Conforme visto até o momento, a coisa julgada inconstitucional é
passível de desconstituição através de ação rescisória, bem como pode ter a
execução nela fundada obstada por meio de embargos à execução, com fulcro
no artigo 741, parágrafo único, do Código de Processo Civil, sendo que
alguns autores admitem, inclusive, a extinção da execução por via de
exceção de pré-executividade.


Contudo, é certo que os dois principais meios de impugnação estão
sujeitos aos prazos decadenciais previstos em lei: de dois anos contados do
trânsito em julgado para a ação rescisória e de dez dias contados da
intimação da penhora para os embargos à execução. Cumpre, portanto, indagar
se, ante a supremacia da Constituição e o princípio da isonomia, existe
algum meio para desconstituir a coisa julgada inconstitucional que tivesse
superado o prazo para a ação rescisória – a coisa soberanamente julgada –
e/ou tivesse esgotado também o prazo para o ajuizamento de embargos à
execução.


Eduardo Talamine[73], a despeito de defender uma solução fartamente
amparada na lei - a oposição dos embargos ex vi do artigo 741 do Código de
Processo Civil - admite que, em determinados "casos-limite", não se pode
descartar a possibilidade de descontituição da coisa julgada, mesmo nas
ações com conteúdo declaratório ou constitutivo, em que incabíveis os
indigitados embargos. Tratam-se de situações, explica o autor, em que a
ofensa à Constituição seja de tal monta que justifique o seu desfazimento
até mesmo após transcorrido o prazo para ação rescisória. Nestes casos,
isto ocorre pela própria incidência dos valores constitucionais, resultante
de uma ponderação que se deve fulcrar nos critérios da razoabilidade e da
proporcionalidade.


Neste diapasão, alguns doutrinadores, como Carlos Valder do
Nascimento[74], Cândido Rangel Dinamarco[75] e Humberto Teodoro Júnior[76],
vêm apontando a possibilidade de, com a finalidade de desconstituir a coisa
julgada inconstitucional, se admitir o ajuizamento de uma ação autônoma, a
qualquer tempo, como se pode verificar do trecho seguinte, de Carlos
Valder:


"Não há como, pelo que se infere do exposto, convalidar
sentença nula, notadamente contaminada pelo vício da
inconstitucionalidade que não subordina sua desconstituição ao
manejo da rescisória. De fato, essa é a regra que prevalece no
direito brasileiro, o que possibilita a recorrer-se a ação de
impugnação autônoma, tanto quanto a de incidentes de embargos
à execução."[77]


A despeito da opinião corrente de que a ação declaratória de nulidade
insanável, ou querella nullitatis insanabilis, não mais existe no direito
moderno, importantes juristas vêm declarando a sua sobrevivência, dentre os
quais destaca-se o nome de Piero Calamandrei.[78]. Em se verificando a
coisa julgada inconstitucional, esta ação teria o condão de declarar a
nulidade do julgado, nos moldes da ação declaratória de nulidade por
inexistência ou nulidade da citação seguida de revelia, podendo ser
proposta a qualquer tempo, uma vez que, segundo os partidários dessa tese,
o vício de inconstitucionalidade jamais se convalidaria. [79]
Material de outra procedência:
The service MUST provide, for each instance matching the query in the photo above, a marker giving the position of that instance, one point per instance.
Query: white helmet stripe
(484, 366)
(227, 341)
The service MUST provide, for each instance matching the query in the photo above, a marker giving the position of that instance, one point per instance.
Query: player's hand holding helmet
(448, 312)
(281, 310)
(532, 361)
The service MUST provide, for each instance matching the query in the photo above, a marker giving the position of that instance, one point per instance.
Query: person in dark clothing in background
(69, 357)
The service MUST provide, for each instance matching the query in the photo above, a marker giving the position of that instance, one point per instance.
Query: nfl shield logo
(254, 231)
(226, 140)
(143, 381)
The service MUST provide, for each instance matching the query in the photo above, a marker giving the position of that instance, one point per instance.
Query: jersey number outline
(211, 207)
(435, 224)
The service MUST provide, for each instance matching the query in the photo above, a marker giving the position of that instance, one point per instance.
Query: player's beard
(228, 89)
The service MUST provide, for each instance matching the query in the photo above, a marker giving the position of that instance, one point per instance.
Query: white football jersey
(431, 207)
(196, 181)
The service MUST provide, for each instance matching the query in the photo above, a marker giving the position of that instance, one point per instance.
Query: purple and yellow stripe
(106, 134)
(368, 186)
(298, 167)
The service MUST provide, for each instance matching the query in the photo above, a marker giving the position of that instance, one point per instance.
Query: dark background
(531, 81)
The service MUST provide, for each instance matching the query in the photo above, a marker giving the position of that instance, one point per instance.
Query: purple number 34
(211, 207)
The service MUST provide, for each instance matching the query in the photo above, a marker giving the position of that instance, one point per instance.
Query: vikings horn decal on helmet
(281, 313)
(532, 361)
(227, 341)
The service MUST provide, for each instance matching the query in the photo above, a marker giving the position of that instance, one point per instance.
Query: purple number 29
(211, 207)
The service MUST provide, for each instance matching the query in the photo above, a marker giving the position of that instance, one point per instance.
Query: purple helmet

Na verdade, como enfaticamente exposto neste trabalho, a coisa julgada
inconstitucional representa um conflito entre os princípios da segurança
jurídica e a supremacia da Constituição sobre todos os atos jurídicos.
Deste modo, sempre que observada a inconstitucionalidade de uma decisão
judicial transitada em julgado, deve-se estabelecer um confronto entre os
valores envolvidos, para que se decida entre a preservação da coisa julgada
ou a supremacia do valor constitucional violado. Em se verificando uma
grave violação a princípio constitucional, violação esta que, no caso
concreto, represente maior ofensa ao sistema do que a ofensa à segurança
jurídica, deve proceder a ação declaratória de nulidade insanável para
desconstituir o julgado.


Para que os padrões de análise comparativa não sejam deixados ao
absoluto arbítrio do julgador, impende sejam traçadas algumas diretrizes
para norteá-lo neste mister, buscando-se a restauração da harmonia do
ordenamento jurídico.


José Augusto Delgado, afirmando que "deve sempre o intérprete ao se
deparar com conflito entre os princípios da coisa julgada e outros postos
na constituição, averiguar se a solução pela aplicação do superprincípio da
proporcionalidade e da razoabilidade, fazendo prevalece-los no caso
concreto, conduz a uma solução justa e ética e nunca aquela que acabaria
por consagrar uma iniqüidade, uma imoralidade",[80] aponta algumas
hipóteses em que se deve optar pela desconstituição da coisa julgada
inconstitucional.


Em uma apertada síntese, o autor entende que não deve prevalecer a
coisa julgada inconstitucional nas situações em que a coisa julgada
ultrapassar os princípios da moralidade e da legalidade, transformar fatos
não verdadeiros em reais, estipular obrigações para o Estado ou para o
cidadão ou para pessoas jurídicas que não sejam amparadas pelo direito,
violar princípios constitucionais que dignifiquem a cidadania e o Estado
Democrático, for via para o cometimento de injustiças, de apropriações
indébitas de valores contra o particular ou contra o Estado, provocar
desigualdades nas relações do contribuinte para com o fisco, e nas dos
servidores com o órgão que os acolhe, e quando violado o princípio da justa
indenização nas desapropriações. [81]


Deste modo, uma vez verificada pelo julgador uma das violações acima
descritas, a caracterizar grave ofensa aos ditames da carta magna, deve dar
provimento à ação declaratória de nulidade insanável, em nome da primazia
da Constituição sobre o ordenamento jurídico.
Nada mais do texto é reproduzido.